El tiempo pareció ralentizarse. La charla de Bianca se volvió un zumbido lejano. Todo lo que podía ver era su rostro. Esa mirada. Fría. Inmutable. Como si pudiera leer todos mis secretos y ya los hubiera juzgado.
Me giré rápido, como si quemara.
—No lo mires —dijo Bianca en voz baja—. Le gusta asustar a la gente.
Pero no parecía asustar. Más bien, parecía desconectado. Como si ya estuviera harto de todo. De todos.
Segundos después, el universo se confabuló en mi contra.
Me levanté con la bandeja en mano y, al girar en una esquina, alguien me empujó sin querer. Tropecé. El jugo voló. El pan cayó. Y mi rodilla chocó contra otra pierna.
—¡Lo siento! —me apuré a decir, agachándome.
Y cuando alcé la vista, ahí estaba.
Enzo Vidal.
Tan real y tan cercano que me faltó el aire.
Su rostro estaba a centímetros. Alto. Inmóvil. Impasible.
—Yo… —balbuceé, pero él no dijo nada.
Solo me observó. Con esos ojos grises, opacos, como un cielo nublado que prometía tormenta.
Nadie hablaba.
La cafetería entera nos observaba.
Y él… solo me sostuvo la mirada.
Un segundo.
Dos.
Tres.
Hasta que, sin decir una palabra, se apartó.
Como si yo no existiera.
Como si ya me hubiera catalogado como inofensiva.
Como si no valiera la pena ni un insulto.
Me quedé de rodillas, con el corazón latiéndome en los oídos.
La campana del último periodo fue una bendición.
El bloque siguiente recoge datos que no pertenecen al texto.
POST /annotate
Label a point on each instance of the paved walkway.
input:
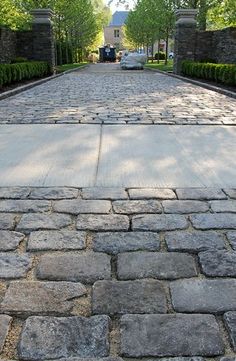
(142, 266)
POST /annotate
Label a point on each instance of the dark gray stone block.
(121, 297)
(157, 265)
(208, 296)
(218, 263)
(117, 242)
(56, 337)
(170, 335)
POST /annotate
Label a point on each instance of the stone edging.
(20, 89)
(196, 82)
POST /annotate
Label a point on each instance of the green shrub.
(220, 73)
(19, 59)
(10, 73)
(162, 56)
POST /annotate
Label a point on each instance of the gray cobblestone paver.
(168, 281)
(156, 99)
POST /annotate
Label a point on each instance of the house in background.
(113, 33)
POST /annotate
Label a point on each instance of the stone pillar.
(185, 37)
(43, 40)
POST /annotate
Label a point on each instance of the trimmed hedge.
(11, 73)
(220, 73)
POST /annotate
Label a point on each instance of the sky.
(115, 7)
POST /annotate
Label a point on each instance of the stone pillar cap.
(186, 15)
(42, 16)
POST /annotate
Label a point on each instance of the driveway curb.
(196, 82)
(21, 89)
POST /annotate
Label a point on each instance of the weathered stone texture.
(177, 206)
(7, 221)
(56, 337)
(194, 242)
(5, 322)
(121, 297)
(137, 206)
(34, 298)
(56, 240)
(163, 222)
(232, 239)
(14, 192)
(149, 193)
(157, 265)
(13, 265)
(230, 321)
(218, 264)
(200, 193)
(75, 206)
(166, 335)
(104, 193)
(108, 222)
(24, 206)
(87, 267)
(214, 221)
(223, 206)
(34, 222)
(208, 296)
(53, 193)
(9, 241)
(119, 242)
Guardé mis cosas con rapidez y me dirigí al casillero con la esperanza de escapar antes de que Bianca me atrapara para otro interrogatorio.
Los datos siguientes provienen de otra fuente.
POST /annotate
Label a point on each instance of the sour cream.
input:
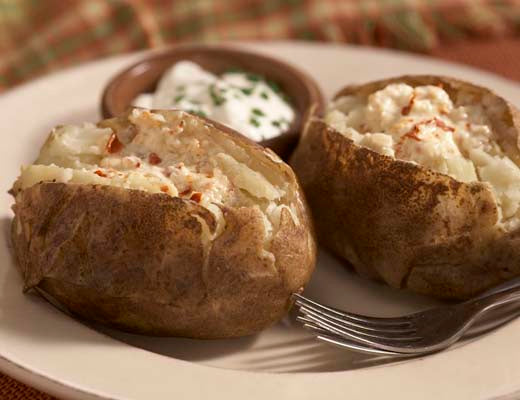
(243, 101)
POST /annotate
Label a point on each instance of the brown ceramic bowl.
(142, 77)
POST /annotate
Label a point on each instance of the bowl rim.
(312, 89)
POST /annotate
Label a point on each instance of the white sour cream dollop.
(243, 101)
Lo abrí, aún pensando en esos ojos, en esa forma de mirarme como si yo fuera un libro que no quería leer pero que sabía cómo terminaba.
Y entonces lo vi.
Un papel doblado en cuatro.
Sin remitente.
Sin firma.
Solo una frase, escrita en marcador negro, con letra irregular:
"No hables con él si quieres sobrevivir aquí."
Sentí un escalofrío recorrerme el cuello. Miré a mi alrededor, pero nadie parecía prestarme atención. O eso quería creer.
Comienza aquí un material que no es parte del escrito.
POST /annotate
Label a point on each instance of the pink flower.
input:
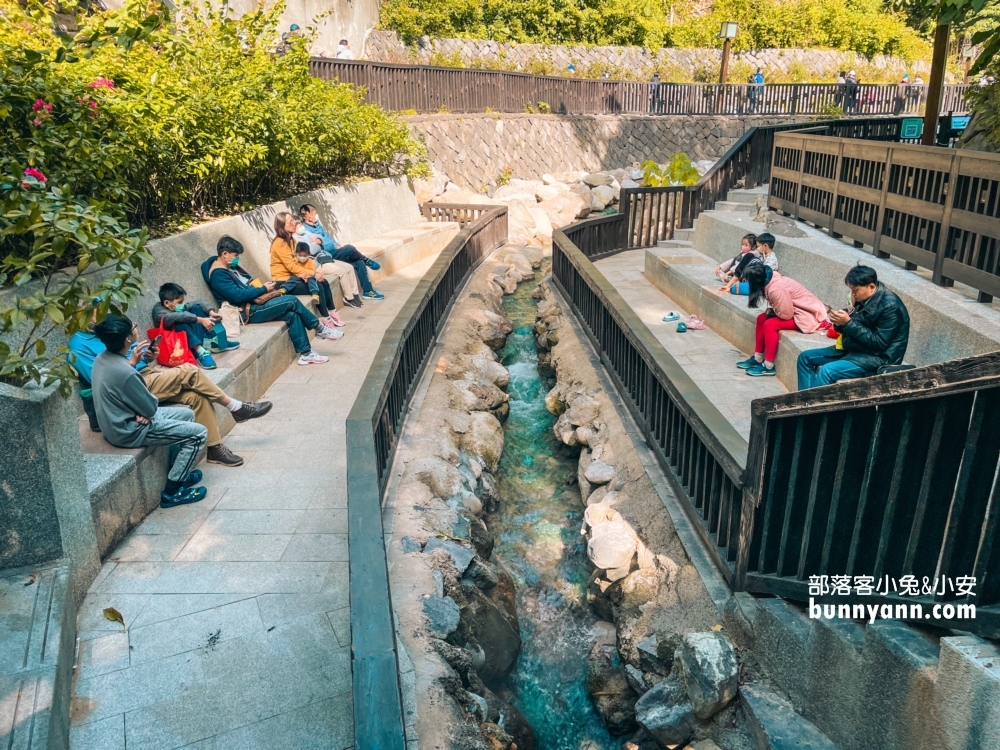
(36, 173)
Apreté el papel en el puño.
No sabía quién lo había dejado. No sabía si era una advertencia o una amenaza. Pero sí sabía algo:
No iba a obedecer.
Porque si había algo que había aprendido en los últimos meses, es que el silencio no protegía a nadie.
Y, de algún modo, Enzo Vidal acababa de convertirse en el misterio que no podía —ni quería— ignorar.